KU Band: Avrupa standartlarına göre frekans tayfında Uplink: 13750 MHz – 14500 MHz Downlik: 10950MHz-11700MHz ve 12500MHz-12750 MHz band aralığıdır.
LNB: (Low Noise Block Convertor) Uydudan gelen sinyali güçlendiren ve güçlendirilmiş sinyalin frekansını dijital uydu alıcısına uygun frekansa indiren elektronik bir ekipman.
MPEG: Dijital teknolojiye geçişte yaşanan sorunları gidermek, tüketiciyi de dikkate alarak global bir standart belirlemek ve bu standardı geliştirmek için dünyanın önde gelen telekom kuruluş ve araştırma gruplarının katılımıyla MPEG(Motion Picture Experts Group-Hareketli Resim Uzmanları) adı verilen bir heyet oluşturulmuştur. Bu heyet; dünyanın birçok bölgesindeki haberleşme mühendislerinin yaptığı çalışmaları derleyerek, bunlar üzerinde yaptığı titiz çalışmalar sonucunda tüm ülkelerin kabul edebileceği uluslararası standartlar hazırlamıştır. Heyetin hazırladığı standartlar ise MPEG1, MPEG2 , vs dir. Bu heyetin yaptığı işler ise uygulamasına göre video ve audio kodlamada genel dünya standardını belirlemek, sistem değerlendirmeleri için uygun prosedürler hazırlamak ve geliştirmek, bit grubunu iletmek, kodlamak, çoğullamak ve kodunu çözmek için çatısını belirlemek ve bu işlemlerde kullanılan cihazlarında ortak bir standarda getirmek şeklinde gruplandırılabilir.
MPEG1: MPEG gurubunun ilk oluşturduğu standarttır. 1.5 Mbit/s değerinde digital video ve audio'yu kapsar, VHS kalitesine eşdeğerdir. CDIC (Compact Disc Interactive), cd playerlerde ve multimedya PC'lerde televizyon kalitesinde yayın elde etmenin en kolay yöntemi olarak üretilen decoder chiplerde bu yöntem geliştirilip kullanılmıştır.Bu standarta, ek olarak geliştirilen bir sistem de, aynı anda birden fazla sinyali birleştirerek, tek bir sinyal halinde uyduya transfer edebilme imkanı sağlanmıştır.MPEG-1 profesyonel televizyon teknolojisinde kullanılmak amacıyla geliştirilmiştir.

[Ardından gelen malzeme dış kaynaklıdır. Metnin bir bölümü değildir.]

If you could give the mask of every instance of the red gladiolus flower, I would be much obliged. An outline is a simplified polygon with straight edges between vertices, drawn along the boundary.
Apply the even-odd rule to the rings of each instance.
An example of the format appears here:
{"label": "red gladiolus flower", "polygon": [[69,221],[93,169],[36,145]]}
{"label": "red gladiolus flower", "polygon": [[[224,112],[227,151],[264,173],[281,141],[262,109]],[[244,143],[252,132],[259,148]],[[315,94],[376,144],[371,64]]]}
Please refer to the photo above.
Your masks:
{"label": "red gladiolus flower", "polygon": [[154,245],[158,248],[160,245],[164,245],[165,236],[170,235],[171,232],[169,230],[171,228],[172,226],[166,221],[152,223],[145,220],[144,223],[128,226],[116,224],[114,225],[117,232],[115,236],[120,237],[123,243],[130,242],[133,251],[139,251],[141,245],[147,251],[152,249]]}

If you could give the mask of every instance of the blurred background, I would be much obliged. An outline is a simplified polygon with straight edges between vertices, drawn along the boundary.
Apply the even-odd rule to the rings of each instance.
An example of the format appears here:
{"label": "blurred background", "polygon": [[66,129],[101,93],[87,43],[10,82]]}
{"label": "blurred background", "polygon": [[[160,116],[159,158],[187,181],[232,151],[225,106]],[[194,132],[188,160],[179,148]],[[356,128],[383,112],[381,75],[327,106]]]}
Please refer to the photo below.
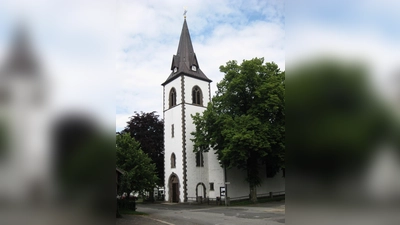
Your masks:
{"label": "blurred background", "polygon": [[0,224],[114,222],[114,2],[0,5]]}
{"label": "blurred background", "polygon": [[395,1],[286,2],[287,224],[398,224]]}

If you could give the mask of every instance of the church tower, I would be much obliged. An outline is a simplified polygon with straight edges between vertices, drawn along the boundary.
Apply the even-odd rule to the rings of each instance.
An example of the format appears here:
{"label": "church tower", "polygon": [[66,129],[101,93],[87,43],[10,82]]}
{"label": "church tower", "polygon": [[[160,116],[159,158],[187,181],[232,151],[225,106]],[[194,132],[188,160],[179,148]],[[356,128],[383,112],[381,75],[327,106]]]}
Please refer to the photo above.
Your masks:
{"label": "church tower", "polygon": [[[194,153],[190,140],[195,125],[191,115],[203,112],[210,96],[211,80],[200,69],[193,49],[186,18],[183,22],[178,51],[172,58],[171,74],[162,83],[165,146],[165,200],[187,202],[209,196],[209,166],[216,164],[218,180],[222,168],[215,154]],[[212,166],[214,167],[214,166]],[[213,184],[212,184],[213,185]]]}

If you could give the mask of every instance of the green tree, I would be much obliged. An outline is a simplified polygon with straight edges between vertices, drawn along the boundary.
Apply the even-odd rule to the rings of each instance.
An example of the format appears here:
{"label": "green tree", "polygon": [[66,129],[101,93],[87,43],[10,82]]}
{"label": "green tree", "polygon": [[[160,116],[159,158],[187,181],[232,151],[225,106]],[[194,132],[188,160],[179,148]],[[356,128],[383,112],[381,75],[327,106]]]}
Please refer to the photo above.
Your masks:
{"label": "green tree", "polygon": [[124,170],[119,194],[151,191],[158,182],[156,166],[129,134],[117,134],[117,167]]}
{"label": "green tree", "polygon": [[202,115],[193,117],[194,151],[216,151],[221,164],[247,172],[250,197],[257,201],[260,165],[276,174],[284,164],[285,72],[263,58],[229,61],[217,93]]}
{"label": "green tree", "polygon": [[[164,122],[155,112],[135,112],[121,133],[129,133],[156,164],[158,186],[164,186]],[[153,196],[153,195],[152,195]]]}

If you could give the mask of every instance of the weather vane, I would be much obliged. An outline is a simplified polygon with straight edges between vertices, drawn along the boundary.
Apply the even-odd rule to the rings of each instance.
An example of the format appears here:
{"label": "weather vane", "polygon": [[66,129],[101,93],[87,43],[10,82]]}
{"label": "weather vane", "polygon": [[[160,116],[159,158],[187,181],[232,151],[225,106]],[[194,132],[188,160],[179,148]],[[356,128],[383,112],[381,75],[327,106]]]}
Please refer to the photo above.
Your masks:
{"label": "weather vane", "polygon": [[183,17],[186,19],[186,13],[187,13],[186,7],[184,7],[183,10],[184,10],[183,11]]}

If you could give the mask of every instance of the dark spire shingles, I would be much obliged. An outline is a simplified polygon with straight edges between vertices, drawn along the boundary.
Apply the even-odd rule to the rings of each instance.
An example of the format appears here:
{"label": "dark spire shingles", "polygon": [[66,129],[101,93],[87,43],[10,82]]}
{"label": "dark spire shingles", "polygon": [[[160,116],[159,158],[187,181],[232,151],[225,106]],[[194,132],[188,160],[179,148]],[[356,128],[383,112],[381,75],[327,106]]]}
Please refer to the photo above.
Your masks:
{"label": "dark spire shingles", "polygon": [[[192,66],[196,66],[196,71],[193,71]],[[174,72],[174,68],[178,71]],[[176,55],[172,57],[171,63],[171,74],[167,80],[162,84],[166,85],[180,75],[186,75],[207,82],[211,82],[210,79],[201,71],[199,62],[197,61],[196,53],[194,53],[192,40],[190,39],[189,28],[186,23],[186,19],[183,22],[181,37],[179,40],[178,51]]]}

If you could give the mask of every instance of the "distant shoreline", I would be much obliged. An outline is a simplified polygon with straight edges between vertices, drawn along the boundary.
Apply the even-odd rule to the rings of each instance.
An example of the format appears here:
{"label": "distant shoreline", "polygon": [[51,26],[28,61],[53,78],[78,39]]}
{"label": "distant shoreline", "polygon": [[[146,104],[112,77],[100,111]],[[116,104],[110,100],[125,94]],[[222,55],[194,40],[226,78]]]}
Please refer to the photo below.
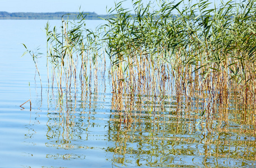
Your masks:
{"label": "distant shoreline", "polygon": [[[86,20],[99,20],[100,18],[107,18],[108,15],[98,15],[95,12],[83,12],[86,15]],[[54,13],[34,13],[34,12],[13,12],[0,11],[0,20],[58,20],[63,16],[64,19],[77,19],[79,12],[58,12]]]}

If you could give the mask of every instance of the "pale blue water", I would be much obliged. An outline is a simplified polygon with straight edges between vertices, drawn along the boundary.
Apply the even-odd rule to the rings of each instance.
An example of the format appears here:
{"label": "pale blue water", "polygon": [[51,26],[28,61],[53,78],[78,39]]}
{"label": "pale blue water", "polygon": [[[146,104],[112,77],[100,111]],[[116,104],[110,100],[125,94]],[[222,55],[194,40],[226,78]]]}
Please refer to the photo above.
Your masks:
{"label": "pale blue water", "polygon": [[[66,113],[56,108],[57,95],[48,92],[43,55],[41,99],[34,62],[28,54],[21,57],[21,43],[45,53],[47,21],[0,20],[0,167],[255,166],[255,138],[241,133],[239,112],[230,111],[227,123],[213,122],[218,129],[211,132],[167,110],[165,118],[154,120],[143,111],[141,122],[120,130],[107,73],[91,95],[71,96]],[[94,29],[102,21],[86,23]],[[61,24],[50,21],[52,27]],[[29,102],[20,106],[30,99],[31,111]]]}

MPEG2: Dijital TV teknolojisindeki gelişmeler daha kompleks bir standart oluşumuna yol açmıştır. MPEG-2 olarak tanımlanan bu standart, 2- 15 Mbps data oranlarını kullanarak yerel standart kalitesinden HDTV kalitesine kadar her kalitede yayın standardını tanımlayan esnek bir yapıya sahiptir.MPEG-2 standardında çalışan bir decoder MPEG-1 standartlı yayınları çözebildiği gibi CCITT H216 standardı olan video telefon yapısında olan sinyali alıp işleyebilir. Bu özelliye, sistemin önceki sistemi destekleme özelliği anlamına gelen (Backward compatible) denilmektedir. Standartlar kodlama aralığı ve sıkıştırma tekniklerinden oluştuğu için, zamana (gelecekti gelişmelere) karşı kullanırlığını yitirmemesi için geliştirilen sistemlerin önceki standartları da içererek bir önceki sistemi çöplüğe atılmasını önler.

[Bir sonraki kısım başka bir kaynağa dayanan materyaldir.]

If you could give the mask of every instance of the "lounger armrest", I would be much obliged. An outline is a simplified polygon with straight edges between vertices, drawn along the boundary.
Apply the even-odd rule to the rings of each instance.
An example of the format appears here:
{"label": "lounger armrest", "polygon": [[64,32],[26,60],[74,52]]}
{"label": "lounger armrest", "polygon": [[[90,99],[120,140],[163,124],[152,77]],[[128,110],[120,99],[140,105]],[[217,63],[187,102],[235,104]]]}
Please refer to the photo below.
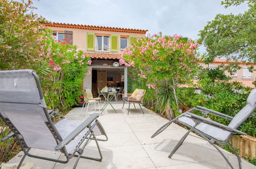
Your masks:
{"label": "lounger armrest", "polygon": [[85,128],[88,126],[99,116],[99,113],[94,113],[85,120],[81,124],[77,126],[68,136],[65,138],[56,146],[55,150],[59,150],[63,148],[66,144],[71,141],[77,135],[81,133]]}
{"label": "lounger armrest", "polygon": [[[200,120],[202,120],[204,122],[206,123],[208,123],[209,124],[211,124],[212,125],[214,125],[215,126],[217,126],[220,128],[222,128],[222,129],[226,130],[228,132],[232,132],[232,133],[237,133],[238,134],[243,135],[247,135],[246,133],[241,132],[237,129],[234,129],[233,128],[229,127],[228,126],[227,126],[226,125],[224,125],[221,123],[219,123],[218,122],[216,122],[215,121],[208,119],[206,118],[200,116],[199,115],[195,115],[193,113],[189,113],[189,112],[186,112],[184,113],[185,114],[185,116],[186,117],[191,118],[194,118],[194,119],[199,119]],[[188,116],[186,116],[186,115],[187,115]],[[190,117],[189,117],[190,116]]]}
{"label": "lounger armrest", "polygon": [[13,133],[13,132],[11,132],[11,133],[8,134],[6,136],[5,136],[5,137],[2,138],[2,139],[1,139],[1,141],[4,142],[4,141],[6,141],[7,140],[9,139],[10,138],[13,136],[14,135],[14,133]]}
{"label": "lounger armrest", "polygon": [[232,120],[233,119],[233,117],[232,116],[227,115],[223,113],[221,113],[220,112],[214,111],[213,110],[211,110],[199,105],[196,105],[196,107],[199,109],[204,110],[204,112],[205,112],[205,115],[206,115],[207,114],[211,114],[213,115],[216,115],[219,117],[226,118],[228,120]]}
{"label": "lounger armrest", "polygon": [[123,94],[122,97],[130,97],[132,94],[131,93],[124,93]]}

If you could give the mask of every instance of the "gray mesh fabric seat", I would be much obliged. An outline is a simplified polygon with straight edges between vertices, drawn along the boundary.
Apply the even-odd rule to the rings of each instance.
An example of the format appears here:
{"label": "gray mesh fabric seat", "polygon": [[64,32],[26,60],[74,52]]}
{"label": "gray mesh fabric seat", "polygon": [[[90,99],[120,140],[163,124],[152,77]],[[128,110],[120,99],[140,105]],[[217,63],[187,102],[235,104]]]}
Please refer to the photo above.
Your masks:
{"label": "gray mesh fabric seat", "polygon": [[[240,168],[242,168],[241,158],[238,153],[229,142],[229,140],[233,134],[246,135],[238,130],[240,126],[253,112],[256,108],[256,89],[253,89],[250,93],[247,98],[247,104],[234,117],[231,117],[224,114],[200,106],[196,106],[189,111],[185,112],[175,118],[170,120],[153,134],[151,138],[166,129],[172,122],[179,122],[189,128],[190,130],[182,137],[173,149],[169,158],[171,158],[176,151],[182,145],[183,141],[191,131],[194,131],[201,136],[204,139],[207,140],[212,144],[225,159],[231,168],[234,168],[228,159],[220,150],[218,146],[214,143],[217,143],[224,147],[228,144],[236,154],[239,163]],[[191,112],[197,110],[202,112],[203,116],[200,116]],[[228,125],[216,122],[209,120],[204,116],[208,114],[213,115],[230,120]]]}
{"label": "gray mesh fabric seat", "polygon": [[[56,124],[50,118],[54,115],[62,117]],[[94,113],[84,121],[66,119],[57,112],[47,110],[38,77],[33,70],[0,71],[0,117],[13,132],[1,141],[14,136],[17,138],[25,154],[18,168],[26,155],[64,163],[76,156],[74,168],[81,157],[101,161],[97,141],[107,141],[107,137],[97,119],[99,115]],[[96,135],[105,135],[106,139],[96,138]],[[84,149],[92,140],[97,144],[100,158],[82,155]],[[66,160],[31,154],[31,148],[61,152]]]}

Modulasyon: Taşındığı ortam sinyal üzerinde bazı olumsuz etkiler göstermektedir. Dış dünyadaki değişimler veya diğer sinyaller, taşınan sinyalin bozulmasına neden olmaktadır. Bunun yanı sıra ortamın getirdiği bazı kısıtlamalar bulunmaktadır. Bu nedenle, sinyalin mümkün olduğunca az bozunuma uğraması için, sinyal üzerinde bazı işlemler gerçekleştirilmektedir. Bir başka deyişle sinyalin taşındığı ortama uygun hale getirilmesi için işlenmesi gerekmektedir. Sinyale istenilen yapıyı kazandıran bu işleme modülasyon denmektedir
Polarizasyon: Elektromanyetik sinyal kendi doğrultusunda giderken aşağı yukarı ya da sağa sola hareket eder. Polarize eden yani kutuplaştıran filtreler ise sinyalin sadece bir yönde titreşen dalgalarının geçmesine izin verir. Işığın böyle tek yönlü titreştirilmesine polarizasyon (kutuplaştırma) adı verilir.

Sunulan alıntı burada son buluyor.